Henry Leslie Rowntree (June 2, 1914 - May 17, 1975) was a politician in Ontario, Canada. He was a Progressive Conservative member of the Legislative Assembly of Ontario from 1956 to 1971. He represented the riding of York West. He served as a cabinet minister in the governments of Leslie Frost and John Robarts.

==Background==
Rowntree was born in Toronto, Ontario. He attended Runnymede Public School and Humberside Collegiate Institute. He graduated from University of Toronto and Osgoode Hall Law School. During his student days he worked summers on ships on the Great Lakes and spent a time as purser on the SS Noronic. In 1940, he enlisted in the Royal Canadian Navy and became a Lieutenant-Commander in the Royal Canadian Navy Volunteer Reserve. After the war he was called to the bar and eventually started his own law firm specializing in maritime law.

==Politics==
Rowntree was elected in a by-election in 1956 to replace Elmer Brandon who had died while serving in office. He defeated CCF candidate Lynn Williams by 4,993 votes. He was re-elected in 1959, 1963 and 1967.

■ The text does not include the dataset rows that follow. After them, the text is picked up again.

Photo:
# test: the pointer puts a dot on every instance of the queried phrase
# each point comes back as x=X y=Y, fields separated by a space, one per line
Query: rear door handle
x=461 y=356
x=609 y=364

He was appointed to cabinet in 1960 as the Minister of Transport. He replaced John Yaremko who resigned due to an illness. He was named Minister of Labour in 1962 in a large cabinet shuffle.
In 1966, he was appointed to the new position of Minister of Financial and Commercial Affairs.

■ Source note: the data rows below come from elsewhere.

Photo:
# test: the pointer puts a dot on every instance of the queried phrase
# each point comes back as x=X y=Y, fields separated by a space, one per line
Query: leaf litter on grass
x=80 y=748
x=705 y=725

In 1967, he announced major changes to the Ontario Securities Commission. The changes gave the OSC greater powers to investigate and audit financial corporations. The changes were brought about partly as a result of the collapse of Prudential Finance Corporation a year earlier.

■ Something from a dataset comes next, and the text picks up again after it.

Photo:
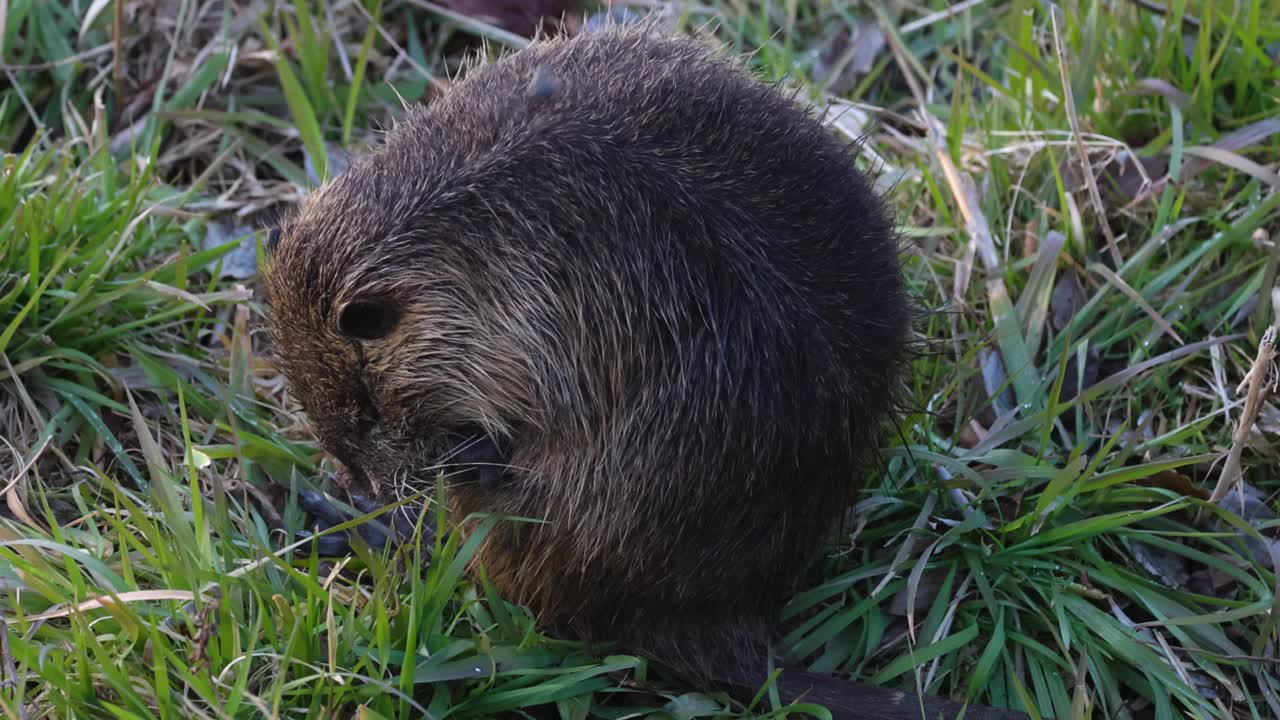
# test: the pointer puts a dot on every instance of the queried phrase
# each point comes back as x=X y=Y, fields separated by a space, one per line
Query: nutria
x=649 y=288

In February 1969, during a session in the assembly, Rowntree rose to speak about an NDP opposition member's position on water pollution. After a saying a few words, opposition member Morton Shulman shouted "The minister is drunk!" The speaker ended the debate and Rowntree said little more. It was privately known that Rowntree was a heavy drinker but the incident, which was reported in the press, led to his removal from cabinet a year later and he retired from the legislature.

===Cabinet positions===

Robarts ministry, Province of Ontario (1961–1971)
Frost ministry, Province of Ontario (1949–1961)
Cabinet posts (3)
| Predecessor | Office | Successor |
| New position | Minister of Financial and Commercial Affairs 1966–1970 | Bert Lawrence |
| Bill Warrender | Minister of Labour 1962–1966 | Dalton Bales |
| John Yaremko | Minister of Transport 1960–1962 | James Auld |

==Later life==
In 1970, he was appointed as Chairman of the Centennial Centre of Science and Technology. He died at Honey Harbour, Ontario in 1975 at the age of 60. His wife Cynthia died a year earlier in 1974.